На месте «Моржа» стоял рефрижератор «Амур». Все там спали, на вахте у них была деваха с широченными плечищами. Она скучала, и с такой моментальностью подхватилась навстречу, что писака передумал расспрашивать и бежал.
В ужасе помчался в уборную — успокоительницу, но в ней кто—то заседал.
Писака знал, как приход изменяет людей, но боялся поверить, что его забыли на кладбище, а «Морж» ушел и не вернется за ним. Пусть даже не ушел, а перекочевал в другое место! Но как он ночью до него доберется? Он должен там быть сегодня, немедленно, поздно — уже завтра!
Погрузившись в беспросвет отчаянья, он не воспринял за реальность, когда из уборной, застегивая последнюю пуговицу, вытиснулся боком Батек.
Старпом посмотрел на писаку так, словно тот стоял за ним по очереди.

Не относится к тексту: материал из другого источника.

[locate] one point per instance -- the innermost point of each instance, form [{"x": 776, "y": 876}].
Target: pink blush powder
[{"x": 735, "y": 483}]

— Посетил и насладился! — поделился он впечатлением. — Три раза покушал, терпел — и поделом!
Батек только начал панегирик уборной, а писака, давно связанный с ней тесными узами, тут же в ней заперся, чтоб неспеша переварить явление старпома, казавшееся ему гипотетической уловкой сознания. Однако то отчаянье, что пережил, вызвало залповое опорожнение желудка. Сидеть стало не с чем, и он вышел.
— Потому что деревянная, беленая известью, — объяснил Батек его скорострельность. — Весь отпуск я просидел вот в таких! Знаешь, как я в детстве жрал известку? Маманя курям вынесет, а я сожру!
— Недаром ты всех сильнее на судне, — подыграл писака благодарно.
Батек с утра стал ему, как старший брат.
— Сила есть, ума не надо, — согласился тот.
— Я знал, что ты здесь, — продолжал писака с полной уверенностью, что говорит правду.
— Так я тебя и ждал, — ответил Батек. — Пойдем, поможешь якорь втащить.
По доске с набитыми брусьями они спустились в заливчик со списанными, ждавшими резки и переплавки рыбацкими суденышками. Все с такими вот названиями: «Шквал», «Ураган», «Тайфун» — и так дальше.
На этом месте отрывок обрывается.